California Gov. Gavin Newsom signed two bills Wednesday that ban 24 toxic chemicals from use in cosmetics and require beauty and personal care companies to disclose harmful ingredients in their products.
AB 2762 will go into effect in 2025, making California the first state in the country to mandate the removal of these substances from any household products, according to a press release from Newsom’s office. The bill is intended to follow regulations set by the European Union, or EU, which has already banned these chemicals.
SB 312, by Sen. Connie Leyva, D-Chino, will require the corporate disclosure of potential toxins in personal care products and go into effect in 2022.
“Those chemicals do not belong in products that we’re rubbing into our skin, putting on our faces, washing into our scalp every day,” said Emily Rusch, executive director of CalPIRG.
CalPIRG was one of AB 2762’s four sponsors, along with the Environmental Working Group, Breast Cancer Prevention Partners and Black Women for Wellness, according to Rusch.
AB 2762 was introduced by Assemblymembers Buffy Wicks, D-Oakland, Al Muratsuchi, D-Torrance, and Bill Quirk, D-Hayward, with Assemblymember Richard Bloom, D-Santa Monica, as a co-author, as stated in the bill’s text.
“Every day, Californians are exposed to hazardous chemicals hiding in their cosmetics and personal care products,” Newsom said in the press release. “Children, communities of color and pregnant women are especially vulnerable to these ingredients, which are not actively regulated by the federal government.”

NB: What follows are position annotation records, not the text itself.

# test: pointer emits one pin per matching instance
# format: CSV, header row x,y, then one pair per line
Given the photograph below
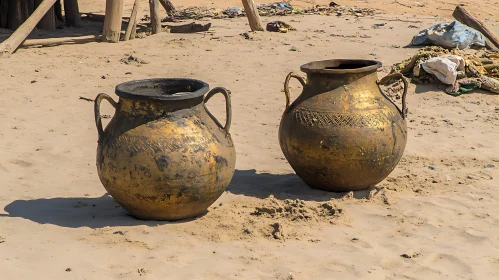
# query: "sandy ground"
x,y
56,221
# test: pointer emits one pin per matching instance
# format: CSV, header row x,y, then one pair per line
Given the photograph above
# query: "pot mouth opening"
x,y
341,66
162,89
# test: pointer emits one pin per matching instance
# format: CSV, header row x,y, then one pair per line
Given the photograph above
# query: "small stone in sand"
x,y
277,232
410,256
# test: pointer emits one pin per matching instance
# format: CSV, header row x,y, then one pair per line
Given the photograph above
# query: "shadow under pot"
x,y
163,156
342,133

The 24 toxins are well-known carcinogens and endocrine disruptors, many of which are found on California’s Proposition 65 list, Rusch said. The directory, created in 1986, requires the state to maintain and update a list of chemicals known to cause cancer or reproductive toxicity, according to the California Office of Environmental Health Hazard Assessment.

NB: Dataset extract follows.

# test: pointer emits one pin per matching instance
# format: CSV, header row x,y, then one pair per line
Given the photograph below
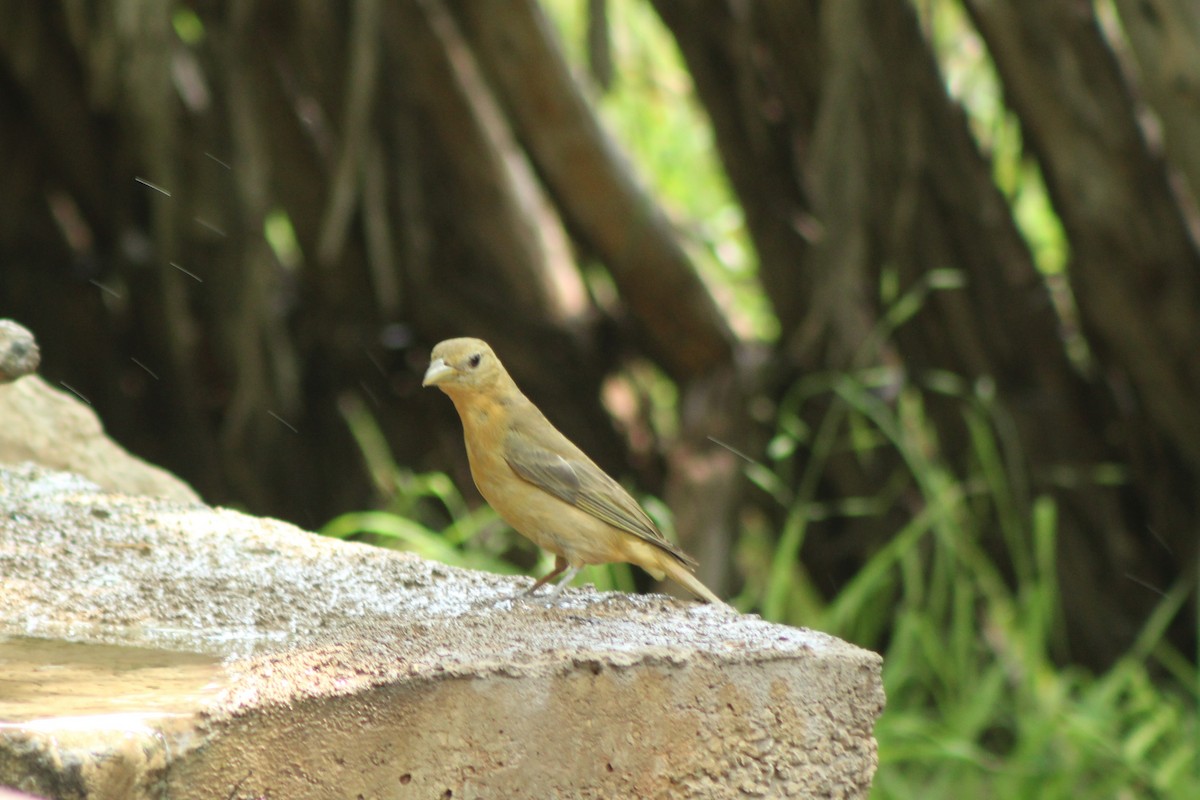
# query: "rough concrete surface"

In addition to potentially harming product users, the toxins can negatively impact the environment as they are washed into the watershed, according to Karl Palmer, acting deputy director of the California Department of Toxic Substance Control’s Safer Consumer Products program.
“The concern is that people use so many different personal care products that they put on their bodies every day,” Palmer said. “The things you put on your body then go in the shower and then get washed down the drain, and then it gets into the aquatic environment, come back to us in drinking water and get into groundwater.”
However, attention must be paid to the chemicals that replace the newly banned ones, Palmer said. Although the EU has already moved away from using these chemicals, oversight is required to ensure that new products are safe.
Palmer imagines a scenario where companies hoping to make a rug that stays clean do not resort to using chemicals. Instead, he hopes designers, chemists, toxicologists and engineers focus on the physical structure of the rug.
“What we hope is that we aren’t always in this mode of just evaluating and banning … but really promoting the marketplace and where institutions like UC Berkeley, for example, can promote green chemistry concepts,” Palmer said.